Ma Xu, Han Chunying, Li Yanqiu, Dong Lisong, Arce Gonzalo R
Key Laboratory of Photoelectronic Imaging Technology and System of Ministry of Education of China, School of Optoelectronics, Beijing Institute of Technology, Beijing 100081, China.
J Opt Soc Am A Opt Image Sci Vis. 2013 Jan 1;30(1):112-23. doi: 10.1364/JOSAA.30.000112.
Immersion lithography systems with hyper-numerical aperture (hyper-NA) (NA>1) have become indispensable in nanolithography for technology nodes of 45 nm and beyond. Source and mask optimization (SMO) has emerged as a key technique used to further improve the imaging performance of immersion lithography. Recently, a set of pixelated gradient-based SMO approaches were proposed under the scalar imaging models, which are inaccurate for hyper-NA settings. This paper focuses on developing pixelated gradient-based SMO algorithms based on a vector imaging model that is accurate for current immersion lithography. To achieve this goal, an integrative and analytic vector imaging model is first used to formulate the simultaneous SMO (SISMO) and sequential SMO (SESMO) frameworks. A gradient-based algorithm is then exploited to jointly optimize the source and mask. Subsequently, this paper studies and compares the performance of individual source optimization (SO), individual mask optimization (MO), SISMO, and SESMO. Finally, a hybrid SMO (HSMO) approach is proposed to take full advantage of SO, SISMO, and MO, consequently achieving superior performance.

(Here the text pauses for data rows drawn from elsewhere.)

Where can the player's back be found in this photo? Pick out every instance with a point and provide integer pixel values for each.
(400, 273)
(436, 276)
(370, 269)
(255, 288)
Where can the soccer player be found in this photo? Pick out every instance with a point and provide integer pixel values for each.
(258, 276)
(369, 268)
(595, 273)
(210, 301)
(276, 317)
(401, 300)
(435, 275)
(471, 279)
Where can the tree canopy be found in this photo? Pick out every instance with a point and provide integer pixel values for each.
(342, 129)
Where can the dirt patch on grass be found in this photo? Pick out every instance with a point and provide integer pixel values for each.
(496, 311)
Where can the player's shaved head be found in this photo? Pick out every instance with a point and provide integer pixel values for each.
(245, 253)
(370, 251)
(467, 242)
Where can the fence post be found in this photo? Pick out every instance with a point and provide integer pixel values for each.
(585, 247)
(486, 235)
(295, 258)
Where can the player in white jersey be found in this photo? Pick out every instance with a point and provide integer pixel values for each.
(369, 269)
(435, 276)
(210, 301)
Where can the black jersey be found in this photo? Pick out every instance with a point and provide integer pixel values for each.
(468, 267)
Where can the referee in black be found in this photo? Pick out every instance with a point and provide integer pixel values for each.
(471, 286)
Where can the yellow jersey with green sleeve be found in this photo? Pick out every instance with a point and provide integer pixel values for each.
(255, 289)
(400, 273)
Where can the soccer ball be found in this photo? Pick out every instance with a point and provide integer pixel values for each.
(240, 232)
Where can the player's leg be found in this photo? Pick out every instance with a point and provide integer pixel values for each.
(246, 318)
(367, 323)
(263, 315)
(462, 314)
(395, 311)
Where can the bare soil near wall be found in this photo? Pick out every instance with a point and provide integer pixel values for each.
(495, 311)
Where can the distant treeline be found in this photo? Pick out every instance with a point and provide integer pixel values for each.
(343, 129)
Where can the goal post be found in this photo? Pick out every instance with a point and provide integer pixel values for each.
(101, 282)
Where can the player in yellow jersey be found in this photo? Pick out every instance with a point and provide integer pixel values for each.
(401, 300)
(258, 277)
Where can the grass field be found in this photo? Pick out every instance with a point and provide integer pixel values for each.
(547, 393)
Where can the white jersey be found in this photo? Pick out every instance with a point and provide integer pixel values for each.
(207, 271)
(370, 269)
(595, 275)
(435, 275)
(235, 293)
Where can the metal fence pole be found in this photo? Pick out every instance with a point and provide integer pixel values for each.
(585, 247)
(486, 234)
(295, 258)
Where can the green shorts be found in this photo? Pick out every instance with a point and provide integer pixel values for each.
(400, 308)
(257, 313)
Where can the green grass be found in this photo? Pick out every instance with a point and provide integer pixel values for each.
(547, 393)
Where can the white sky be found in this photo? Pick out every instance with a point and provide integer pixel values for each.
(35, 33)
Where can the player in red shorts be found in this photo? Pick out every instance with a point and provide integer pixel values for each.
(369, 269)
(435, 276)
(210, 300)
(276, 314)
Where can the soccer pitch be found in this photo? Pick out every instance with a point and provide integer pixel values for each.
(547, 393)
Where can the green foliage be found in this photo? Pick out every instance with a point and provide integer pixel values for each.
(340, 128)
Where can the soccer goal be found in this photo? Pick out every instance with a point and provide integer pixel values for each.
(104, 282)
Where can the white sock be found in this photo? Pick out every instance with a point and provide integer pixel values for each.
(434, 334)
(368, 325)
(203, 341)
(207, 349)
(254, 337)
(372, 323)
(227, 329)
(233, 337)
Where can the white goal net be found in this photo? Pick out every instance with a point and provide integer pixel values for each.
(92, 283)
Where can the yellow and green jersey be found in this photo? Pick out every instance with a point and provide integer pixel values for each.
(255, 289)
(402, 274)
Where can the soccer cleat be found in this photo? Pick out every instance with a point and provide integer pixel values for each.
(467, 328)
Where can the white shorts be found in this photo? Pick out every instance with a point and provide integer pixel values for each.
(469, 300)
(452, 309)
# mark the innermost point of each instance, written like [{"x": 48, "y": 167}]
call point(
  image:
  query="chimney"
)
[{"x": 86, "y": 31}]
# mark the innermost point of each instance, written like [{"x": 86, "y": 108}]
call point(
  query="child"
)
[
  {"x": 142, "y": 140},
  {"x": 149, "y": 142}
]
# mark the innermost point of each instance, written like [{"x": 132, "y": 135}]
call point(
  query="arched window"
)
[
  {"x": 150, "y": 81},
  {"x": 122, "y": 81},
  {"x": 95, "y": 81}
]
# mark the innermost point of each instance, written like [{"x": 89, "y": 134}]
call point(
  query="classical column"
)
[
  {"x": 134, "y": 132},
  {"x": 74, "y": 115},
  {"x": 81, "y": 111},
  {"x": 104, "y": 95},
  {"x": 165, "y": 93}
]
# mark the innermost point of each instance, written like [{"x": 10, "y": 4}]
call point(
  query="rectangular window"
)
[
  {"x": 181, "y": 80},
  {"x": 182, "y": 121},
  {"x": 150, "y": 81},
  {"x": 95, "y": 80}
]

具有超数值孔径(NA>1)的浸没式光刻系统已成为45纳米及以下技术节点纳米光刻中不可或缺的设备。光源与掩膜优化(SMO)已成为用于进一步提高浸没式光刻成像性能的关键技术。最近,在标量成像模型下提出了一组基于像素化梯度的SMO方法,而这些方法在超数值孔径设置下并不准确。本文着重基于对当前浸没式光刻准确的矢量成像模型来开发基于像素化梯度的SMO算法。为实现这一目标,首先使用一个综合分析的矢量成像模型来构建同时进行的SMO(SISMO)和顺序进行的SMO(SESMO)框架。然后利用基于梯度的算法来联合优化光源和掩膜。随后,本文研究并比较了单独的光源优化(SO)、单独的掩膜优化(MO)、SISMO和SESMO的性能。最后,提出了一种混合SMO(HSMO)方法,以充分利用SO、SISMO和MO,从而实现卓越的性能。